Large Transcript Handling

If input exceeds context comfort:

  1. Run Stage 1 by chunks.
  2. Merge chunk artifacts:
python scripts/merge_chunks.py --chunk-dirs "<chunkA/.pipeline>" "<chunkB/.pipeline>" --output-dir "<session/.pipeline>"
  1. Continue Stage 2 onward on merged artifacts.

Required Outputs Checklist

Learner-facing:

  • final_notes.md
  • <Domain> Class <NN> [DD-MM-YYYY] - <Topic>.md
  • bootcamp_index.md

Pipeline/audit:

  • .pipeline/segment_ledger.jsonl
  • .pipeline/segment_manifest.jsonl
  • .pipeline/refined_transcript.md
  • .pipeline/topic_inventory.json
  • .pipeline/corrections_log.csv
  • .pipeline/uncertainty_report.json
  • .pipeline/structured_notes.md
  • .pipeline/coverage_matrix.json
  • .pipeline/enhanced_notes.md
  • .pipeline/validation_report.md
  • .pipeline/exceptions.json (if fail)

Quality gates:

  • .pipeline/deep_pass_report.md (when --deep-pass)
  • .pipeline/deep_pass_exceptions.json (when --deep-pass)

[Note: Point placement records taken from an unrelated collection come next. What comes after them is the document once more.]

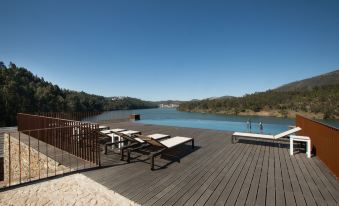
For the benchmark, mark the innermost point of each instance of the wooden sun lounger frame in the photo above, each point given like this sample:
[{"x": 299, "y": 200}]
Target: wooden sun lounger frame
[
  {"x": 264, "y": 136},
  {"x": 156, "y": 144},
  {"x": 126, "y": 139}
]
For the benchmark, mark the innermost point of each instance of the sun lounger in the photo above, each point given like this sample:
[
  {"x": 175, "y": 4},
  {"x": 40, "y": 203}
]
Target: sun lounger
[
  {"x": 103, "y": 127},
  {"x": 263, "y": 136},
  {"x": 161, "y": 146}
]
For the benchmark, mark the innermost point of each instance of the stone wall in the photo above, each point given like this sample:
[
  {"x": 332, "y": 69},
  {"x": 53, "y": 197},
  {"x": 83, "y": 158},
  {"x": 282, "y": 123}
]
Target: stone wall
[
  {"x": 1, "y": 169},
  {"x": 29, "y": 162}
]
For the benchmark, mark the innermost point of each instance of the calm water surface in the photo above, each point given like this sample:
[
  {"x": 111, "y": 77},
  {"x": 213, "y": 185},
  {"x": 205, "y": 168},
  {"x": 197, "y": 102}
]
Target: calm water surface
[{"x": 172, "y": 117}]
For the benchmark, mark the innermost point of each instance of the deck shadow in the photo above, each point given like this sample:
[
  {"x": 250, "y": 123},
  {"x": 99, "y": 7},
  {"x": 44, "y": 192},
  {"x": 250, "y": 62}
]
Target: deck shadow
[{"x": 167, "y": 158}]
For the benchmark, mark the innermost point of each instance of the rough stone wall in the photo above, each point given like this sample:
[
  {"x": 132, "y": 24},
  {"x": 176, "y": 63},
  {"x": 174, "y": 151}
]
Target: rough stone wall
[
  {"x": 1, "y": 169},
  {"x": 32, "y": 166}
]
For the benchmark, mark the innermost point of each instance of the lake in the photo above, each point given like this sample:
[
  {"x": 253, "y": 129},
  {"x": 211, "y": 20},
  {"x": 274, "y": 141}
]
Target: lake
[{"x": 172, "y": 117}]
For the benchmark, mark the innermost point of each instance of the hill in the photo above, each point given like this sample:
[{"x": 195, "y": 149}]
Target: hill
[
  {"x": 21, "y": 91},
  {"x": 308, "y": 98},
  {"x": 331, "y": 78}
]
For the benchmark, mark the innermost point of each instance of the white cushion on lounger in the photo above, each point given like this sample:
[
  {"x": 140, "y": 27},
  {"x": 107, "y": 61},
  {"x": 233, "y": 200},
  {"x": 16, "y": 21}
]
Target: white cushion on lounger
[
  {"x": 118, "y": 130},
  {"x": 288, "y": 132},
  {"x": 244, "y": 134},
  {"x": 106, "y": 131},
  {"x": 158, "y": 136},
  {"x": 174, "y": 141},
  {"x": 130, "y": 132},
  {"x": 265, "y": 136},
  {"x": 139, "y": 140}
]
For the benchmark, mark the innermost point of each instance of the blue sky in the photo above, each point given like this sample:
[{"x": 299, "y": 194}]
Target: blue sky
[{"x": 157, "y": 50}]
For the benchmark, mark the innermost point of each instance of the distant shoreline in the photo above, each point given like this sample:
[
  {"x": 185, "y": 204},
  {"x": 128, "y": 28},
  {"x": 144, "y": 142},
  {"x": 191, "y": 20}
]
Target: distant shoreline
[{"x": 265, "y": 113}]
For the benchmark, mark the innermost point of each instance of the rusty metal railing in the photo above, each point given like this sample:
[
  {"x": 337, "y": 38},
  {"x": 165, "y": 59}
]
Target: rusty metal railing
[
  {"x": 45, "y": 146},
  {"x": 324, "y": 140},
  {"x": 75, "y": 137},
  {"x": 77, "y": 116}
]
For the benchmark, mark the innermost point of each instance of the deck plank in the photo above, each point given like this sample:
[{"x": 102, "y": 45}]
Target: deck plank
[{"x": 218, "y": 172}]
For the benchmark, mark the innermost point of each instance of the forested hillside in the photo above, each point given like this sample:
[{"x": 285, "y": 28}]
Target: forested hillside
[
  {"x": 331, "y": 78},
  {"x": 318, "y": 102},
  {"x": 21, "y": 91}
]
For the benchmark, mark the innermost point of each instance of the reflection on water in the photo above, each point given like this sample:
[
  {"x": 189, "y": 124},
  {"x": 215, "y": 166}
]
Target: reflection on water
[{"x": 172, "y": 117}]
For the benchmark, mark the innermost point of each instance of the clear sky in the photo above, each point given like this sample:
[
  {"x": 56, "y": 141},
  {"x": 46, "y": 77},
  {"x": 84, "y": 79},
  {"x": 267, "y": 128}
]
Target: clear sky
[{"x": 176, "y": 49}]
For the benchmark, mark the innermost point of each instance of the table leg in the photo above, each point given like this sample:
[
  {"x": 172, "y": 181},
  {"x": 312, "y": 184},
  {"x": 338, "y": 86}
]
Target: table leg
[
  {"x": 291, "y": 146},
  {"x": 308, "y": 149}
]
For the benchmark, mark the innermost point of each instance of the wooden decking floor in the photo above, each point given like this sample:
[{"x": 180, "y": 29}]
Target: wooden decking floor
[{"x": 218, "y": 172}]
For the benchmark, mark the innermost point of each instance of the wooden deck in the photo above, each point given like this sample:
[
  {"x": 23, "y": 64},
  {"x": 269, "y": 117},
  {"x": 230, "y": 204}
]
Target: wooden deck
[{"x": 219, "y": 173}]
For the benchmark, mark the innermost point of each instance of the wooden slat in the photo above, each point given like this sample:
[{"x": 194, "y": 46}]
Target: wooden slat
[{"x": 218, "y": 172}]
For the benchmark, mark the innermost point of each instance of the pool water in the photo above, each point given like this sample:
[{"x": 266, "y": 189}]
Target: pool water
[{"x": 172, "y": 117}]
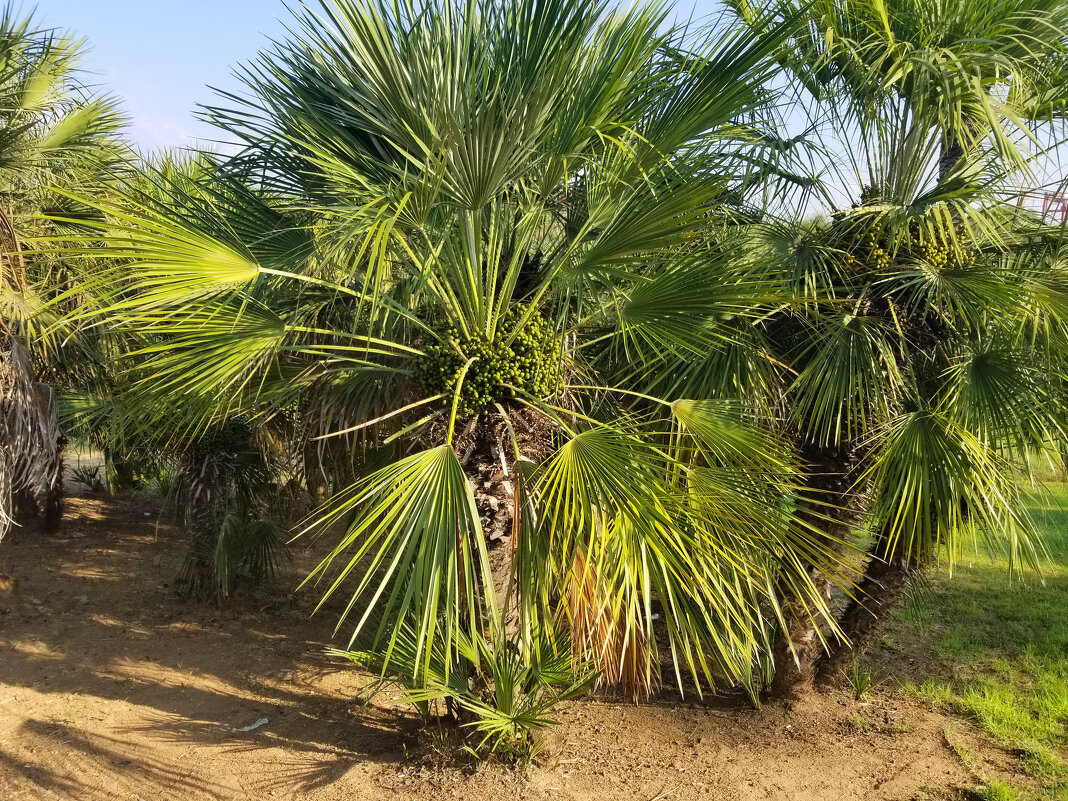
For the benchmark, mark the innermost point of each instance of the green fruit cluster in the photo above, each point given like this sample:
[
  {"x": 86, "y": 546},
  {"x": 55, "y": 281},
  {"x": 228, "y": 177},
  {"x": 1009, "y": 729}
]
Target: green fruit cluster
[
  {"x": 527, "y": 359},
  {"x": 938, "y": 254}
]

Resource enrichment (optional):

  • .resources/resource_enrichment_report.json

Execution Rules

  • Fail fast on missing required artifacts.
  • Report missing outputs explicitly by file path.
  • Retry only from earliest failing stage.
  • Keep resource extraction status explicit (success/fallback/blocked).